Delivery Hero-owned Glovo has reached a settlement with Morocco’s Competition Council, agreeing to significant changes in its business practices to end an investigation into alleged abuse of its dominant market position.
In a decision announced on July 24, 2025, the council approved a settlement agreement that requires Glovo to pay an undisclosed financial penalty and adhere to a strict set of commitments. The move terminates litigation proceedings that began over a year ago and scrutinised the company’s powerful role in the country’s digital food delivery market.
The settlement comes just days after Glovo’s delivery drivers staged protests in Casablanca over pay and working conditions, highlighting the multiple pressures facing the company in one of its key North African markets.
The Terms of the Deal
Following a formal investigation that began in February 2024, Moroccan regulators presented Glovo with grievances alleging it had engaged in anti-competitive behaviour. The council cited practices that abused the company’s dominant position and fostered an “economic dependence” among its restaurant partners.
To avoid a harsher ruling, Glovo requested and was granted a settlement procedure in June 2025. The key commitments, which will now be mandatory and monitored by the council, include:
- Ending Exclusivity: Glovo must remove all exclusivity clauses from its contracts with restaurants and cafes. This applies to both new and existing partners, who will be free to work with competing platforms without penalty or commission increases.
- Capping Commissions: The company will cap its commission rate at 30%. Any existing contracts with higher rates must be adjusted.

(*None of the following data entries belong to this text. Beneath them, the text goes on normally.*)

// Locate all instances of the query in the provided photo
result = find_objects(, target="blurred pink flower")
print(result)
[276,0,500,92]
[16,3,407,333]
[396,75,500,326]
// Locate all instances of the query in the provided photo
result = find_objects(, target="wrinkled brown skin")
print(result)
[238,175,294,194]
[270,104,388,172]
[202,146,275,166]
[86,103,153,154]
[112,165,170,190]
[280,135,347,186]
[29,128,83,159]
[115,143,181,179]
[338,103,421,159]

- Platform Transparency: Glovo must provide partners with a clear guide explaining its ranking and visibility criteria. It has also committed to ensuring its ranking system and paid sponsorship services are based on “objective, transparent, and non-discriminatory” conditions.

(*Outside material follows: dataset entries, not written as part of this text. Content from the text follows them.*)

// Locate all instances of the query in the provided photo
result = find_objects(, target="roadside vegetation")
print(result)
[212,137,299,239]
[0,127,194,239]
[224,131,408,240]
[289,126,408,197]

- Courier Conditions: The agreement includes a set of measures aimed at ensuring “a fairer valuation of the services” performed by delivery couriers while reinforcing their status as independent workers.
- Compliance Program: Glovo is required to implement an internal competition law compliance program, complete with risk mapping and the appointment of a dedicated compliance manager.
A Company on Two Fronts
The regulatory settlement concludes a tense period for Glovo that began with a dawn raid on its Casablanca offices in late 2024. However, its troubles are not over.
On July 21, just three days before the settlement was announced, dozens of Glovo couriers protested in Casablanca, demanding fairer pay. They claim a base rate of 6 dirhams (approx. €0.55) per delivery is insufficient to cover fuel, insurance, and vehicle maintenance costs.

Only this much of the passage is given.